Revision history for this message
Manoj Iyer (manjo) wrote :

[Impact]
Error records which have multiple errors in them will incorrectly report all errors after the first one. This results in garbage non-standard error trace events to be generated, and for AER and MC errors there will be no kernel action to help recover from these errors in the AER and EDAC drivers.

[Fix]
Patches in Linus tree fixes this issue:
aaf2c2fb0f51 ACPI / APEI: clear error status before acknowledging the error
c4335fdd3822 ACPI: APEI: fix the wrong iteration of generic error status block

[Testing]
Insert a e1000 pcie card into the system, run the following command that should generate PCIe correctable errors, you will see only the first error in each GHES report go to the AER driver rather than all errors from the GHES reports.

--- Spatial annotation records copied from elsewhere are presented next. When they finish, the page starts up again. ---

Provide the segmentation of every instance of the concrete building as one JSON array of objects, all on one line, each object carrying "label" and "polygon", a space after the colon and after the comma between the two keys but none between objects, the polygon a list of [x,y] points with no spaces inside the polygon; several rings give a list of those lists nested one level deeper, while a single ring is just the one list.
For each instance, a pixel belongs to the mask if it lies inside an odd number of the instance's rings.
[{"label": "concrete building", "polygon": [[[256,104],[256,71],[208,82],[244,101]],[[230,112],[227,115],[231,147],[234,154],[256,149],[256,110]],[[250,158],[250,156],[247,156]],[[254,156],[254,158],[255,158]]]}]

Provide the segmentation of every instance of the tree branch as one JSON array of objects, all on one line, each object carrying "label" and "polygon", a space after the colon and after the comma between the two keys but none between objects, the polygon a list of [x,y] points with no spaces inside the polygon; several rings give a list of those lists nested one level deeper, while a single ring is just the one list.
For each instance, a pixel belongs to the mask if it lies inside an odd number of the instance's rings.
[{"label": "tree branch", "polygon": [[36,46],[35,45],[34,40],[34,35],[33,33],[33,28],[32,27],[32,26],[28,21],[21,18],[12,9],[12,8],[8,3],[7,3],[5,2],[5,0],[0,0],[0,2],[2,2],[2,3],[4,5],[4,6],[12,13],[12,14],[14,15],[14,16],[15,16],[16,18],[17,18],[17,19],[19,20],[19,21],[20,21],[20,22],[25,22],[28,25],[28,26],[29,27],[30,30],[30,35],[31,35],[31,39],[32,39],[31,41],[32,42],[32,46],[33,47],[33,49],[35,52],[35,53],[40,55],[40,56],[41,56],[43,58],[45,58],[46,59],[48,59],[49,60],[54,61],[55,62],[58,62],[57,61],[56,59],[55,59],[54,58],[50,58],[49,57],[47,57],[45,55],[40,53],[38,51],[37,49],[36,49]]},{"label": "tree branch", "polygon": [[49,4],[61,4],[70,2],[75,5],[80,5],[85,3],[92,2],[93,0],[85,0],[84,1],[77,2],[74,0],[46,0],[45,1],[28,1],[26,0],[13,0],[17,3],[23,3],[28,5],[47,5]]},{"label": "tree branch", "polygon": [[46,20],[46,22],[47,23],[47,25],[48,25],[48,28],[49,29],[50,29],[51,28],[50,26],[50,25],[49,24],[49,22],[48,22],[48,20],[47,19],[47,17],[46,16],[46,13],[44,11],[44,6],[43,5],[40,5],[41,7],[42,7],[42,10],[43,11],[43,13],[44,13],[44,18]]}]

$ sudo setpci -s 0002:00:00.0 0x70c.l=0x00808000;sudo setpci -s 0002:00:00.0 CAP_EXP+0x10.B=0x4b;sleep 1;sudo setpci -s 0002:00:00.0 CAP_EXP+0x10.B=0x48

Where "0002:00:00.0" being the root hub for the card.

[Regression Potential]
The two patches to ACPI APEI driver was cleanly cherry picked from linus's tree and applied to Artful and Zesty. The patches were tested on QDF2400 platform where it was found to issue and don't introduce any regressions.